By Joshua Goodman and Andre Soliani

March 10 (Bloomberg) -- Brazil’s economy shrank the most on record in the fourth quarter, going against predictions that Latin America’s largest economy would be a bright spot in the deepening global recession.

Gross domestic product fell 3.6 percent in the fourth quarter from the previous three-month period as companies slashed output, the national statistics agency said today in Rio de Janeiro. The drop exceeded forecasts from all 31 analysts surveyed by Bloomberg. Latin America’s largest economy expanded 1.3 percent from the year-ago period.

The biggest quarterly contraction since the series started in 1996 may lead central bank policy makers to cut lending costs 1.5 percentage points tomorrow to bolster the economy. Analysts predict the bank will trim the lending rate to 11.25 percent, matching a record low reached in September 2007, according to the median estimate of 49 economists surveyed by Bloomberg.

“It’s amazing the speed with which Brazil got dragged down with the rest of us,” said Win Thin, emerging markets analyst at Brown Brothers Harriman & Co. in New York. “I’m sure we’ll see market expectations gravitate for more aggressive cuts.”

Following today’s report, Thin raised his forecast for a cut of 1.5 percentage points in the so-called Selic. He expects the benchmark rate to reach a record low of 8.25 percent by June.

2-Point Cut

Guilherme da Nobrega, chief economist at Itau Corretora, the brokerage arm of Brazil’s largest bank, said a 200 basis-point, or 2 percentage point, cut in the benchmark rate can no longer be ruled out.

“The slowdown is there for all to see. Things are not improving,” da Nobrega wrote in an e-mail to clients. “The avenue for rate cuts is still widening.”

The fourth-quarter contraction shows Brazil isn’t insulated from a worldwide slump, central bank President Henrique Meirelles said in a statement distributed in Brasilia.

Still, Meirelles said, the “Brazilian economy has solid, strong fundamentals.”

Industrial output plunged 7.4 percent in the fourth quarter, the worst since the last quarter of 1996. Household spending, which accounts for about 60 percent of GDP, fell by 2 percent.

The economic hardship continued in January, as industrial production plunged 17.2 percent and the jobless rate jumped the most in seven years.
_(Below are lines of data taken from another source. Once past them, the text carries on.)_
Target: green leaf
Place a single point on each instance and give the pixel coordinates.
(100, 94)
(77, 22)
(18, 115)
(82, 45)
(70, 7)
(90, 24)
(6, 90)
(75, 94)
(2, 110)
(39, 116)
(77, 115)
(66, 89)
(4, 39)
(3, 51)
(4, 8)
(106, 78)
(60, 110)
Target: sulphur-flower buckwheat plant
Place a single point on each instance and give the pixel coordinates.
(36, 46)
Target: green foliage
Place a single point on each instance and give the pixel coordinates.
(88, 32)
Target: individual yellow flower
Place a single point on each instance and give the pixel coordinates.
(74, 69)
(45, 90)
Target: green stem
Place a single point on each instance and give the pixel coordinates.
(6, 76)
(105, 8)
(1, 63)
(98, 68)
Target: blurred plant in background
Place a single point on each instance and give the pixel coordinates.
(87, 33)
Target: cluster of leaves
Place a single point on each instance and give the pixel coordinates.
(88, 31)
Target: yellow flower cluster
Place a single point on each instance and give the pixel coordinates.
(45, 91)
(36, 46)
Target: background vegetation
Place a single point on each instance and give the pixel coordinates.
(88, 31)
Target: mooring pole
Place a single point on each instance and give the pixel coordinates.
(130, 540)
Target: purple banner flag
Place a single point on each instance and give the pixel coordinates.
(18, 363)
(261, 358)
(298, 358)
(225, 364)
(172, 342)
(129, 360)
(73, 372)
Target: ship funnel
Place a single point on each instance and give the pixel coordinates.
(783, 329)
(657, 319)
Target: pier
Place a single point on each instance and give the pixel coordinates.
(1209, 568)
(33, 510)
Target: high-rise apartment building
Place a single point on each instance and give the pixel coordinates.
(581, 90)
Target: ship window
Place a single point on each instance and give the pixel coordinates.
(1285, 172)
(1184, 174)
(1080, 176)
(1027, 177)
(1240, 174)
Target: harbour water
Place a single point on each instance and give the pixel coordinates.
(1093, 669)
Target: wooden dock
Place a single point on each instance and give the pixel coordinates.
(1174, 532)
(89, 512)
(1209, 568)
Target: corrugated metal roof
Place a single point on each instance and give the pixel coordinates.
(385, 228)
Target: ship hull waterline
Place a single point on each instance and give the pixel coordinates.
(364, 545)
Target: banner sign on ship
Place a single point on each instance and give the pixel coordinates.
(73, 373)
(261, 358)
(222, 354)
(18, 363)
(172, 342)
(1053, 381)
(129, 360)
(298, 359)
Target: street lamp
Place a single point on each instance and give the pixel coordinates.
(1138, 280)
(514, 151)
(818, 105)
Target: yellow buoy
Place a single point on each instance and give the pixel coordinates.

Economists are watching January’s retail sales report, to be published March 13, to see if a collapse in demand for Brazil’s exports is catching up with consumer sentiment.

Brazil Recession

“The question is no longer if there’s a recession or not in Brazil,” said Alvise Marino, an emerging market economist at IdeaGlobal in New York. “It’s now down to the consumer to stay resilient so the economy recovers swiftly.”

Brazil’s real strengthened 2.2 percent to 2.3334 per dollar today from 2.3861 yesterday. The yield on the interest rate future contract due January 2010, the most traded on Sao Paulo’s BM&F commodity and future exchange, fell 5 basis points to 10.11 percent.

Brazil’s economy expanded 5.1 percent last year, compared with 5.7 percent in 2007.